A cyclist's ideal casual trip is 4X that of a ped, or roughly one mile. Beyond one mile, and a bike trip is a bike ride, which alters the mindset. Minus the transit component, the rules for ped trips are about the same for cyclists.
If you know of an exception, please let me know.
7 comments:
So, in keeping with the name of this blog, how DOES Dallas deal with such a challenge? Or does it simply give up? That sounds unlike the OLD Dallas. You got the density patterns you got. It's all about what you do with what you've got.
Fort Worth faces many of the same challenges as Dallas, but I find it more attractive to travel to downtown FW on weekend sightseeing jaunts. Partly, it's just easier for me to get to (and Starbucks is cheaper), but I find fleets of DART Police in cruisers to project a negative image to me, unlike the FW bicycle police, or even the Bass security guards on bikes. Partly, though there may be no valid basis, I'm afraid to leave my bike locked up in Dallas while FW doesn't prompt that same fear. Perhaps it's the people perpetually just hanging out outside the Dallas library. I imagine them attacking my U lock the moment I walk into the library.
Saturday, I saw horses walking the streets of downtown FW. I can't imagine that in Dallas. Actually, I did a double take in FW too, but I have witnesses that will swear I wasn't hallucinating. I do not recall if they were operating on vehicular principles, but nobody honked at them.
Steve, those horses were operating in the door zone of the traffic lane.
1/4 mile? Really? The walk from my house to the train is 8/10 mile. That is pushing it a little for a single stretch but I would think 1/2 mile at least for a reasonable average.
I just got back from Tokyo (does it get any denser?). You'd probably hit 1/4 mile just transferring through the subway stations. It was at least 1/2 mile from my hotel to the subway and another 1/3 mile at the other end to the office. I can assure you I was not the only one making similar trips!
Hey, the further, the merrier, right? All the good restaurants near my house are at least 1/2 mile away, but we still walk. Work is about 7 miles away, but I still ride. Stretching the envelope will certainly earn you praise.
saj said...
1/4 mile? Really? The walk from my house to the train is 8/10 mile. That is pushing it a little for a single stretch but I would think 1/2 mile at least for a reasonable average.

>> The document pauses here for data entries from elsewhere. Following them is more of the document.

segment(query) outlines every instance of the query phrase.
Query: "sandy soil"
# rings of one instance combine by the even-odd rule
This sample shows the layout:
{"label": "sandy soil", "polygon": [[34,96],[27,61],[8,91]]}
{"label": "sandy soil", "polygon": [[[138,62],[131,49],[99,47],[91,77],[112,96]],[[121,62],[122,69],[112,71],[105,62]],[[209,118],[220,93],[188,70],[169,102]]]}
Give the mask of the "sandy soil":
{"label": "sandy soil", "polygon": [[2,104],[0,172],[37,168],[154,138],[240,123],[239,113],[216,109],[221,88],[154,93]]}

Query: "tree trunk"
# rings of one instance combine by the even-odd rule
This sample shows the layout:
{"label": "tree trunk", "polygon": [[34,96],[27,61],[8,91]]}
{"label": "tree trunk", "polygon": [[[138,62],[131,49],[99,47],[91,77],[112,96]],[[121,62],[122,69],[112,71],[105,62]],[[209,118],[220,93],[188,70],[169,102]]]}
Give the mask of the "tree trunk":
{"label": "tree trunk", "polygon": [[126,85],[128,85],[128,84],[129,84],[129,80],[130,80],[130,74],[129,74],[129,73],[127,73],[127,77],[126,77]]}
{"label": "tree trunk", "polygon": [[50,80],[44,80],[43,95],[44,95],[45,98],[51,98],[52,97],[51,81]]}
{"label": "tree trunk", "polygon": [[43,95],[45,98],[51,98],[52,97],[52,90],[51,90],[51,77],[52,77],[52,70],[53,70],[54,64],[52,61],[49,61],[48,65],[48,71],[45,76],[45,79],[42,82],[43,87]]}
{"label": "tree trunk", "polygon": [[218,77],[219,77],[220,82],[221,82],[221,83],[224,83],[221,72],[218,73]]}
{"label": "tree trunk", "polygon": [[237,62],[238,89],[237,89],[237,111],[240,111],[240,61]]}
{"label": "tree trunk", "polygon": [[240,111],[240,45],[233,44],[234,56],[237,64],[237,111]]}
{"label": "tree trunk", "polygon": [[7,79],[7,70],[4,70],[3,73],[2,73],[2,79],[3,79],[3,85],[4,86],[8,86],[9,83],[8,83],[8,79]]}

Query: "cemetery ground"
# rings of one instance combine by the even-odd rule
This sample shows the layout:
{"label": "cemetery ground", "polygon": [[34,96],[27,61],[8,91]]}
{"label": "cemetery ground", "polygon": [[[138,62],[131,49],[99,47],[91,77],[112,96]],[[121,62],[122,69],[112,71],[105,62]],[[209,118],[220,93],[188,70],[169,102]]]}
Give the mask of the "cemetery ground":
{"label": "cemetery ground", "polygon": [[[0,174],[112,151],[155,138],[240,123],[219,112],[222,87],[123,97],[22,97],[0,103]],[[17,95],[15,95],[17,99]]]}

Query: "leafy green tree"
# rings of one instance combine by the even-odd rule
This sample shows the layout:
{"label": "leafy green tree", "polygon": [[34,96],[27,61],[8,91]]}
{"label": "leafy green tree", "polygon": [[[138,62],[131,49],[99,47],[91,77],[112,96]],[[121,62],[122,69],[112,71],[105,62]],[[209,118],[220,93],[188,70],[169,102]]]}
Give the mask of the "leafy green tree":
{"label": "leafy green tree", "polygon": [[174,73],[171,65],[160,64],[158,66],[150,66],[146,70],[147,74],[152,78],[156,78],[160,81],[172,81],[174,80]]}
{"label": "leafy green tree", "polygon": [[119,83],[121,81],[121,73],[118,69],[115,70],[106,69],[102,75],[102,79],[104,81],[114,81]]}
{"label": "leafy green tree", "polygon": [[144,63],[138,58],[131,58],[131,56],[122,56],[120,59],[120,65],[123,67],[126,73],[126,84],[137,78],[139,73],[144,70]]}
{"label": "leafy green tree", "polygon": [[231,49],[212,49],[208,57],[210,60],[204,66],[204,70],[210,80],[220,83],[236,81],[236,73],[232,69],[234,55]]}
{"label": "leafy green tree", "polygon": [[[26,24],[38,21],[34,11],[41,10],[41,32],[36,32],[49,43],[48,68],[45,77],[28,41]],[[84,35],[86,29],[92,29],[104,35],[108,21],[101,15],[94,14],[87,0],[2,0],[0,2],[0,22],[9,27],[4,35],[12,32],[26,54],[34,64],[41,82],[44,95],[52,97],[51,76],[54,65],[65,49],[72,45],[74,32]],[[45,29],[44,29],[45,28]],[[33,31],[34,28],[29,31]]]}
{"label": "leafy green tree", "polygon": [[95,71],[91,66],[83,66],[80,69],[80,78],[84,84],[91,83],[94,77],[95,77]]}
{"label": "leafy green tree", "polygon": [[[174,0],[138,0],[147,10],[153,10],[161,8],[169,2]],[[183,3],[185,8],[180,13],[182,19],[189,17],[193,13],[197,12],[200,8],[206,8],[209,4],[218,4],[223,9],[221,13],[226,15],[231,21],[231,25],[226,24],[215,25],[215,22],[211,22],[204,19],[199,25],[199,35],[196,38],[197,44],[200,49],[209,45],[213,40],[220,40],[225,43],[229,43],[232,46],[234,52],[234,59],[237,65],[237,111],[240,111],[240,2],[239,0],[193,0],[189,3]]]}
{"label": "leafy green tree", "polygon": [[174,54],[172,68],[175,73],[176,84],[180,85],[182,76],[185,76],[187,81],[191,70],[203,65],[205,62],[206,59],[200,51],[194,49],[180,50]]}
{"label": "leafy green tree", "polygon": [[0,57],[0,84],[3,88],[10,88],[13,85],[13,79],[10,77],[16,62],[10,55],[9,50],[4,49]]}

Reasonable, and what the majority of people will do without complaint and resistance, are two different things. Here, we have to balance all transit decisions against the "Aw, screw it! I'm just taking my car!" response to long walking distances and infrequent bus/train service (headways).
I just got back from Tokyo (does it get any denser?). You'd probably hit 1/4 mile just transferring through the subway stations. It was at least 1/2 mile from my hotel to the subway and another 1/3 mile at the other end to the office. I can assure you I was not the only one making similar trips! Of course you weren't, but Tokyo (with few other reasonable transportation options) is going to be able to push the envelope a lot better than Dallas or Plano.
I fought tooth and nail with DART to get them to install bike racks and lockers at their stations, with the argument being it expanded their capture basin by 100-400%. They were still unwilling, so we had to pass a zoning ordinance forcing them to install bicycle parking. They've gotten much better.
If operating a vehicle at 1mph that'll kick in the door of anyone attempting to open it into the vehicle, operating in a door zone might be fun...
@ Steve:
With a one horse power engine to boot!